Posts Tagged ‘NYC’

Labor and employment roundup

  • Obama wants Hill to force paid leave on employers. What, his rule-by-decree powers didn’t stretch that far? [RCP, USA Today] Department of Labor, using funds taxed from supporters and opponents alike, happy to act as frank advocate for legislation [its blog]
  • Employers brace for salaried-overtime mandate, wrought by unilateral Obama decree [KSL, earlier at Cato]
  • Related: “Employers To Face More Litigation In 2015 As Plaintiff Lawyers Swoop In” [Daniel Fisher on Gerald Maatman/Seyfarth Shaw report] Here come more NLRB decisions too [Tim Devaney, The Hill]
  • Krugman on minimum wage: two economists in one! [Donald Boudreaux, Cafe Hayek via Coyote, @Mike_Saltsman (“Min wage in France is closer to $12/hr US. But Krugman still being inconsistent bc he’s also backed $15 US minimum”)]
  • Five pro-de Blasio unions — SEIU/1199, teachers, hotel workers, doormen/building staff, CWA District 1 — help enforce NYC mayor’s agenda [NYDN]
  • Testimony: “worst-kept secret” in Philly ironworkers’ union was that you could get ahead through violent “night work” [Philadelphia Inquirer; earlier on Quaker meetinghouse arson here and here, related here]
  • Loads of new compliance burdens: “Changes in California Employment Law for 2015″ [Baker Hostetler] And it wouldn’t be California without many more employer mandates pending in legislature [Steven Greenhut]

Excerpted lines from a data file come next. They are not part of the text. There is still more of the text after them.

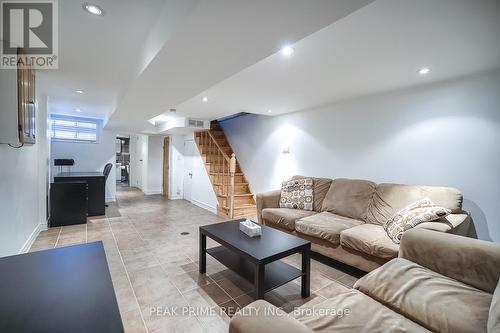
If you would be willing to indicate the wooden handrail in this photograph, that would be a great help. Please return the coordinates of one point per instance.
(225, 165)
(217, 145)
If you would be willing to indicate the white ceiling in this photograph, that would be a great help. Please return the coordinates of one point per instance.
(378, 48)
(97, 54)
(143, 58)
(218, 39)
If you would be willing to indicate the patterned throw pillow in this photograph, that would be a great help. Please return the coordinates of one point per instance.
(297, 194)
(421, 211)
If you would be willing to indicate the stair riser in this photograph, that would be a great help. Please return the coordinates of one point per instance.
(206, 150)
(221, 179)
(238, 189)
(219, 168)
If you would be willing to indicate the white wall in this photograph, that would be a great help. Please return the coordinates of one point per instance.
(146, 163)
(90, 157)
(442, 134)
(176, 167)
(202, 193)
(23, 189)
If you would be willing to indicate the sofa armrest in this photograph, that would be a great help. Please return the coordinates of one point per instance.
(458, 224)
(471, 261)
(269, 199)
(260, 316)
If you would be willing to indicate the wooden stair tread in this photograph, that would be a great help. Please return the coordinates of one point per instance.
(225, 173)
(242, 195)
(244, 202)
(240, 206)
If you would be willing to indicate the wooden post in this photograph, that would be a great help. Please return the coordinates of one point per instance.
(232, 170)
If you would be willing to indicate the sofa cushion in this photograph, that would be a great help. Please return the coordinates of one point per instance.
(325, 225)
(420, 211)
(349, 197)
(439, 303)
(352, 311)
(494, 316)
(371, 239)
(297, 194)
(320, 188)
(284, 217)
(390, 198)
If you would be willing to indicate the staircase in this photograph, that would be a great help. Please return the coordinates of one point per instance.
(230, 185)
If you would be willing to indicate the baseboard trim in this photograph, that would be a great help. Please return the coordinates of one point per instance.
(153, 192)
(204, 206)
(32, 237)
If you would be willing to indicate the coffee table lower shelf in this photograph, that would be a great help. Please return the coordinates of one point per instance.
(277, 273)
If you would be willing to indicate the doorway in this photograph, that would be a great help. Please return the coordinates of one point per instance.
(189, 150)
(166, 166)
(123, 160)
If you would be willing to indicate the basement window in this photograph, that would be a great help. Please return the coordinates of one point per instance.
(73, 129)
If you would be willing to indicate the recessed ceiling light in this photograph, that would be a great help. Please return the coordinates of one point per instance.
(93, 9)
(287, 51)
(423, 71)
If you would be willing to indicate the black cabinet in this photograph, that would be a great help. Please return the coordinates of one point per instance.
(68, 203)
(96, 189)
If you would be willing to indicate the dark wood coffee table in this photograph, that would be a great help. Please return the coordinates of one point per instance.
(257, 259)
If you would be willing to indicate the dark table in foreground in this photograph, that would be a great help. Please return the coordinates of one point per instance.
(96, 189)
(67, 289)
(257, 259)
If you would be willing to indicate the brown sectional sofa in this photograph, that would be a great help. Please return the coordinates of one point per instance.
(439, 283)
(347, 217)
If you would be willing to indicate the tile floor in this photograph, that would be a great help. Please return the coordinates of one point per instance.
(154, 267)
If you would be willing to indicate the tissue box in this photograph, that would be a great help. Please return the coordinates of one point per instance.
(250, 228)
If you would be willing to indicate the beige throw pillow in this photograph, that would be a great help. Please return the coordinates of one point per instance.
(421, 211)
(297, 194)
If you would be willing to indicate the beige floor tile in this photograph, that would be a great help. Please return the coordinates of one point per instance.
(332, 290)
(348, 280)
(132, 322)
(187, 281)
(230, 308)
(153, 266)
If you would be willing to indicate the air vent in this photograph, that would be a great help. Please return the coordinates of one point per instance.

NYPD’s tactic: strike while still getting paid

When police begin to behave as an armed force unaccountable to civilian authority, it presents something of a moment of truth for many conservatives and Republicans who must decide which comes first for them, being pro-police or pro-rule-of-law.

Turning its back on elected and appointed civilian authority, New York’s paid constabulary has unilaterally reduced its writing of traffic tickets and minor summonses by 94 percent [New York Post] The job action hits New York City government in the pocketbook by stopping the lucrative flow of tickets, a tactic that has also been observed in other cities’ police labor disputes [Glenn Reynolds] It comes at a time when the Patrolmen’s Benevolent Association is angling for higher pay from the city [NYDN on an earlier stage in the tensions], and, even more remarkably, when unions have been pushing a bill that would further insulate cops accused of wrongdoing from city disciplinary authority [E.J. McMahon, New York Post] “It amounts to a public act of extortion by the police,” contends the New York Times in an editorial [via Scott Greenfield, who also comments].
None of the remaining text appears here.